由于Alert Publisher服务通过bash执行自定义脚本,所以先编写alert.sh脚本,获取原始告警数据

vim alert.sh
#!/bin/bash

# 原始告警
OG_ALERT_FILE=$1

# 告警信息发送到自定义python脚本解析
cat "$OG_ALERT_FILE" | python /opt/cloudera/alert_script/alert.py

alert.sh脚本将获取的数据转发到python脚本解析,以下是alert.py脚本中解析告警数据的函数:

def get_alert_data():
    """
    解析接收的原始告警数据
    """
    org_alert_file = sys.stdin
    alert_data = json.load(org_alert_file)

    alert_data_list = []
    for i in range(0, len(alert_data)):
        alert = alert_data[i]["body"]["alert"]['attributes']
        cluster = alert['CLUSTER'][0]
        hostname = alert.get('HOSTS', [None])[0]
        _time = int(str(alert_data[i]["body"]["alert"]['timestamp']['epochMs'])[0:-3])
        _time = time.strftime('%Y-%m-%d %H:%M:%S', time.localtime(_time))
        alter_service = alert['HEALTH_TEST_RESULTS'][0]['testName']
        alert_event_code = alert['HEALTH_TEST_RESULTS'][0]['eventCode']
        alert_severity = alert['HEALTH_TEST_RESULTS'][0]['severity']
        alert_content = alert['HEALTH_TEST_RESULTS'][0]['content']

        # msg = f"告警集群:{cluster},告警主机:{hostname},告警级别:{alert_severity},告警时间:{_time}," \
        #       f"告警服务:{alter_service},告警事件编码:{alert_event_code},告警详细内容:{alert_content}"
        msg = [cluster, hostname, alert_severity, _time, alter_service, alert_event_code, alert_content]

        alert_data_list.append(msg)

    return alert_data_list

获取到解析的数据后,可通过邮件、钉钉机器人、企业微信机器人等方式进行告警。本文以邮件为例,如下是alert.py脚本完整内容:

#!/usr/bin/env python
# coding=utf-8
# Author: Yujichang
# desc: cdh自定义告警脚本

import json
import sys
import time
import smtplib
from email.mime.text import MIMEText


class SendMail(object):
    """自定义发送告警邮件"""
    def __init__(self):
        self.mail_host = 'smtp.mxhichina.com'
        self.mail_user = 'yujichang@deepexi.com'
        self.mail_passwd = '*****'
        self.mail_name = 'yujichang@deepexi.com'
        self.mail_to_user = ['yujichang@deepexi.com']

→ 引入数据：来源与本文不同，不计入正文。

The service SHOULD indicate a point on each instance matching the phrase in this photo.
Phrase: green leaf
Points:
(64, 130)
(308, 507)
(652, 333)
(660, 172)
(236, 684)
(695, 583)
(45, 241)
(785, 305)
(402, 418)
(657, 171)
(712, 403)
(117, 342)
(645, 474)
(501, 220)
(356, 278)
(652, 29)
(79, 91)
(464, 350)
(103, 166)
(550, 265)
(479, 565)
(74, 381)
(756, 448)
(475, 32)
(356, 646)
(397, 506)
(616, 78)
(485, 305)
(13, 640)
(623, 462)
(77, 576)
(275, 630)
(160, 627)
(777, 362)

    def send_mail(self, content):
        sender = "CDHMonitor"+"<"+self.mail_name+">"
        msg = MIMEText(content, 'html', 'utf-8')
        msg['Subject'] = 'CDH服务状态检查'
        msg['From'] = sender
        msg['to'] = ",".join(self.mail_to_user)
        try:
            s = smtplib.SMTP_SSL()
            s.connect(self.mail_host, 465)
            s.login(self.mail_user, self.mail_passwd)
            s.sendmail(sender, self.mail_to_user, msg.as_string())
            s.close()
            return True
        except Exception as e:
            print(e)
            return False


def get_alert_data():
    """
    解析接收的原始告警数据
    """
    org_alert_file = sys.stdin
    alert_data = json.load(org_alert_file)

    alert_data_list = []
    for i in range(0, len(alert_data)):
        alert = alert_data[i]["body"]["alert"]['attributes']
        cluster = alert['CLUSTER'][0]
        hostname = alert.get('HOSTS', [None])[0]
        _time = int(str(alert_data[i]["body"]["alert"]['timestamp']['epochMs'])[0:-3])
        _time = time.strftime('%Y-%m-%d %H:%M:%S', time.localtime(_time))
        alter_service = alert['HEALTH_TEST_RESULTS'][0]['testName']
        alert_event_code = alert['HEALTH_TEST_RESULTS'][0]['eventCode']
        alert_severity = alert['HEALTH_TEST_RESULTS'][0]['severity']
        alert_content = alert['HEALTH_TEST_RESULTS'][0]['content']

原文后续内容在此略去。